Stata and R compute percentiles differently. Let us load the auto
dataset and compute the 75th percentile of price
using Stata’s centile
. sysuse auto, clear (1978 automobile data) . centile price, centile(75) Binom. interp. Variable │ Obs Percentile Centile [95% conf. interval] ─────────────┼───────────────────────────────────────────────────────────── price │ 74 75 6378 5798.432 9691.6 . save auto, replace file auto.dta saved
We find that the 75-th percentile is 6378.
Now let us do the same with R. We’ll use the haven
library to read a Stata file
> library(haven) > auto <- read_dta("auto.dta") > q <- quantile(auto$price, 0.75); q 75% 6332.25
According to R, the 75-th percentile is 6332.2.

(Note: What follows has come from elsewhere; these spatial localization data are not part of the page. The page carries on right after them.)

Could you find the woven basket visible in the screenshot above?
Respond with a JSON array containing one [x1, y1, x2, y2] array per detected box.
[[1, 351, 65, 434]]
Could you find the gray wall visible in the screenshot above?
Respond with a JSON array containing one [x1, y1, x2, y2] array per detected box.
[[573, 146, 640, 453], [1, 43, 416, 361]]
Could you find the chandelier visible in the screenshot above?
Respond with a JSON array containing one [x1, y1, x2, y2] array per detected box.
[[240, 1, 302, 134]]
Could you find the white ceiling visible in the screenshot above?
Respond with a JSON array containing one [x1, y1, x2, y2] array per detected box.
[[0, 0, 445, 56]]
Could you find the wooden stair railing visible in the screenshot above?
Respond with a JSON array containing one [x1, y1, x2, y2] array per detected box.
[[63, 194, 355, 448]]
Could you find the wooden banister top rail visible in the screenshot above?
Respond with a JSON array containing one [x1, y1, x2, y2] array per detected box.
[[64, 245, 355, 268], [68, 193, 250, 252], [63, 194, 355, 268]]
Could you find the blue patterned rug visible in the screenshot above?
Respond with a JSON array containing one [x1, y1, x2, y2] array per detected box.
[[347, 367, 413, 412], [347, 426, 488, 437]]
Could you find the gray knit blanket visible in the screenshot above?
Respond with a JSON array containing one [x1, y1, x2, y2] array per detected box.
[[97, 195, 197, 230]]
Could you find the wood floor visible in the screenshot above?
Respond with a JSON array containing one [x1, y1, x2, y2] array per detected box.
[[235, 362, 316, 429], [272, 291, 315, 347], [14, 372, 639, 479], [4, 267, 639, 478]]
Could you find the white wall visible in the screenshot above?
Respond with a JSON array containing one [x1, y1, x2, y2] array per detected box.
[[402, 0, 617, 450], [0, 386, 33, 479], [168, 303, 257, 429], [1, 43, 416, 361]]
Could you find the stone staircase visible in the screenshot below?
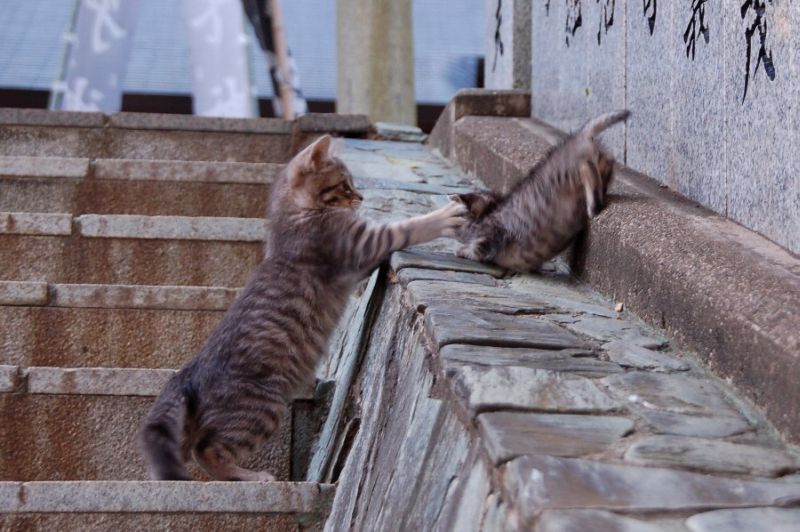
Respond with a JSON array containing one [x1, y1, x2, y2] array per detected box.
[[2, 107, 800, 531], [0, 109, 358, 530]]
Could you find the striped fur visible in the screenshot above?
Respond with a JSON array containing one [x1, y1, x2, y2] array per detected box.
[[451, 110, 629, 272], [139, 135, 467, 481]]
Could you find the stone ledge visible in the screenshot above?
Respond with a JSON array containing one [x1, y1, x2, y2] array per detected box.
[[50, 283, 238, 311], [93, 158, 282, 184], [294, 113, 371, 134], [0, 481, 334, 513], [0, 281, 49, 306], [0, 212, 72, 236], [0, 366, 18, 392], [430, 108, 800, 443], [0, 156, 89, 179], [107, 112, 292, 134], [0, 108, 105, 128], [75, 214, 267, 241], [25, 367, 175, 396]]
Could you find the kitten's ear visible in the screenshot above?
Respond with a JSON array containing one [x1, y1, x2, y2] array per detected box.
[[329, 138, 344, 157], [302, 134, 332, 172]]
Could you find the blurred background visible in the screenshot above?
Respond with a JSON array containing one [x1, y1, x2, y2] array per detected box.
[[0, 0, 485, 131]]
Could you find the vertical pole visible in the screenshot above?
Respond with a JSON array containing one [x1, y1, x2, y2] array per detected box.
[[336, 0, 415, 125], [269, 0, 295, 120]]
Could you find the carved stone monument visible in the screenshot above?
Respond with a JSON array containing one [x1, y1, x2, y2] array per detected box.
[[485, 0, 531, 89]]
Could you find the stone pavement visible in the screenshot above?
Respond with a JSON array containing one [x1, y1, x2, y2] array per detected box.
[[2, 110, 799, 530]]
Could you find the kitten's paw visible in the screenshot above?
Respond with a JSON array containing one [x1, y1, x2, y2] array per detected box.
[[253, 471, 275, 483], [436, 200, 469, 237]]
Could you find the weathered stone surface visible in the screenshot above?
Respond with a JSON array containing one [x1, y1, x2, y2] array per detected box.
[[440, 344, 622, 376], [686, 508, 800, 532], [108, 112, 291, 134], [374, 122, 426, 142], [449, 365, 620, 417], [0, 156, 88, 179], [564, 316, 668, 348], [426, 305, 588, 350], [604, 340, 690, 372], [435, 458, 492, 532], [76, 214, 267, 242], [0, 366, 18, 393], [478, 411, 633, 464], [26, 367, 176, 396], [507, 275, 618, 318], [504, 455, 800, 522], [637, 410, 754, 439], [390, 249, 505, 277], [0, 480, 332, 513], [484, 0, 531, 90], [408, 279, 557, 314], [625, 436, 800, 478], [0, 281, 48, 306], [396, 267, 496, 287], [0, 108, 105, 128], [93, 158, 281, 184], [0, 514, 301, 532], [0, 212, 72, 236], [536, 509, 688, 532], [51, 283, 238, 311]]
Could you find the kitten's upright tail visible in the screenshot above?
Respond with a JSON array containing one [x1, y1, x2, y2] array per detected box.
[[138, 375, 193, 480], [579, 109, 631, 140]]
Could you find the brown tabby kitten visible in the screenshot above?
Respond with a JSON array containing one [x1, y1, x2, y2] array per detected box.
[[139, 135, 467, 481], [451, 110, 629, 272]]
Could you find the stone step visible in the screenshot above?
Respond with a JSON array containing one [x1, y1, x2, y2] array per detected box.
[[0, 157, 282, 217], [0, 281, 234, 368], [0, 366, 316, 482], [0, 481, 333, 531], [0, 213, 264, 286]]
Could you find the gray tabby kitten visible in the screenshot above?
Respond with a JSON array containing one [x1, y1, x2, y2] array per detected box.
[[451, 110, 629, 272], [139, 135, 466, 481]]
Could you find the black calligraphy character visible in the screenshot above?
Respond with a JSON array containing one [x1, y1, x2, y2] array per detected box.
[[545, 0, 551, 16], [565, 0, 583, 47], [741, 0, 776, 103], [683, 0, 709, 60], [643, 0, 656, 35], [596, 0, 615, 45], [493, 0, 504, 72]]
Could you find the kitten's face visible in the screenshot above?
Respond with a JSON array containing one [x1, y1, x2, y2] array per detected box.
[[450, 190, 500, 220], [286, 135, 363, 210]]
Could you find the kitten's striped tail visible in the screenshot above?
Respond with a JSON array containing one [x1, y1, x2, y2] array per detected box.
[[139, 375, 193, 480], [580, 109, 631, 139]]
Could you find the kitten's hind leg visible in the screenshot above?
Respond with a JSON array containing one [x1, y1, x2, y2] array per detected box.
[[194, 439, 275, 482]]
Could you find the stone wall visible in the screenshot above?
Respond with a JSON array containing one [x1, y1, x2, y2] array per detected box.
[[525, 1, 799, 255]]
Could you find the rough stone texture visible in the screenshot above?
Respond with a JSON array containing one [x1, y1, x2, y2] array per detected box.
[[686, 508, 800, 532], [625, 436, 800, 478], [604, 340, 690, 372], [0, 234, 260, 286], [434, 107, 800, 443], [76, 214, 267, 242], [390, 249, 505, 277], [93, 158, 281, 184], [563, 316, 668, 349], [636, 410, 754, 440], [396, 267, 497, 287], [373, 122, 426, 142], [440, 344, 621, 376], [449, 365, 621, 417], [294, 113, 371, 134], [25, 367, 176, 396], [0, 513, 302, 532], [0, 212, 72, 236], [0, 156, 89, 179], [536, 510, 688, 532], [108, 112, 291, 134], [478, 411, 633, 464], [0, 394, 292, 481], [409, 279, 559, 314], [0, 281, 48, 306], [0, 367, 18, 393], [50, 283, 238, 311], [0, 108, 105, 128], [484, 0, 531, 90], [504, 455, 800, 526]]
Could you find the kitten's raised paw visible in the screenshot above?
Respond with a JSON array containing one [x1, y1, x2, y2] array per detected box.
[[436, 200, 469, 237]]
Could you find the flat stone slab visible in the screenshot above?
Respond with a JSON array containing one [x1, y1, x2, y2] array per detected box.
[[440, 344, 622, 376], [625, 436, 800, 478], [396, 268, 496, 287], [686, 508, 800, 532], [25, 367, 176, 396], [425, 306, 588, 350], [0, 366, 18, 392], [0, 108, 105, 128], [478, 412, 633, 465], [76, 214, 267, 241], [390, 249, 505, 277], [507, 276, 618, 318], [50, 283, 238, 311], [0, 481, 333, 513], [604, 340, 690, 372], [408, 280, 558, 314], [449, 365, 621, 417], [108, 112, 291, 134], [0, 212, 72, 236], [375, 122, 427, 142], [564, 316, 668, 349], [536, 509, 687, 532], [94, 159, 283, 184], [0, 281, 48, 306], [637, 410, 754, 439], [0, 156, 89, 179], [504, 455, 800, 520]]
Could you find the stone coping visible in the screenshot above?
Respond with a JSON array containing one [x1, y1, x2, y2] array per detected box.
[[75, 214, 267, 241], [0, 156, 89, 179], [0, 108, 105, 128], [107, 112, 292, 134], [0, 281, 239, 310], [0, 481, 334, 513], [428, 92, 800, 443], [0, 212, 73, 236]]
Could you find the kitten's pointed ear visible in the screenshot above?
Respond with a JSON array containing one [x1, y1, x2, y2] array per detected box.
[[305, 134, 332, 171]]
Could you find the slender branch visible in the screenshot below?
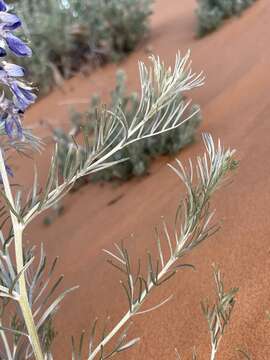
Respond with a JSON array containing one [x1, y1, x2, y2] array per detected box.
[[88, 258, 175, 360], [22, 140, 124, 226], [201, 266, 238, 360], [0, 150, 44, 360]]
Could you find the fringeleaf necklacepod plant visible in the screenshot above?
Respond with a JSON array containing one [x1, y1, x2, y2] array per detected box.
[[0, 1, 238, 359]]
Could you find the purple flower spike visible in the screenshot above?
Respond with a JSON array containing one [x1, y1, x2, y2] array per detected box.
[[5, 33, 32, 57], [0, 0, 36, 144]]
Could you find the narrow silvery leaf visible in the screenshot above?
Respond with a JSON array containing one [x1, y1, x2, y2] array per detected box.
[[116, 337, 140, 353]]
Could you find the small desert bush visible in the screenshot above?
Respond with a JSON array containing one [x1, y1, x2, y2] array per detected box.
[[13, 0, 153, 94], [53, 70, 201, 183], [0, 1, 239, 359], [196, 0, 256, 36]]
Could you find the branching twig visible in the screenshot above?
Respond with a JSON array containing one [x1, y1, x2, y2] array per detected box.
[[201, 266, 238, 360], [83, 134, 237, 359]]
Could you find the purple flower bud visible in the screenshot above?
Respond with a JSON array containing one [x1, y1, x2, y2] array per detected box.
[[0, 98, 23, 138], [5, 33, 32, 57], [4, 114, 23, 138], [11, 81, 37, 111], [0, 1, 7, 12], [0, 12, 21, 30], [0, 47, 6, 56], [2, 62, 25, 77]]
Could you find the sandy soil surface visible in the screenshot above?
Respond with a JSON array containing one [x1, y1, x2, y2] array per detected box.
[[13, 0, 270, 358]]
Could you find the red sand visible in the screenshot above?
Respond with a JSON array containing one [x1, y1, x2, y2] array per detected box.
[[15, 0, 270, 358]]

Turns out R has 9 types of quantiles, the default is 7. To get the same result as centile
specify type 6, which gives 6378.
The Stata commands summarize, detail
, xtile
, pctile
and _pctile
use yet another method, equivalent to R’s type 2. These give the third quartile as 6342. The last three commands have an altdef
option that gives the same answer as centile
.
For a discussion of these methods see Hyndman, R. J. and Fan, Y. (1996) Sample quantiles in statistical packages, American Statistician 50:361-365.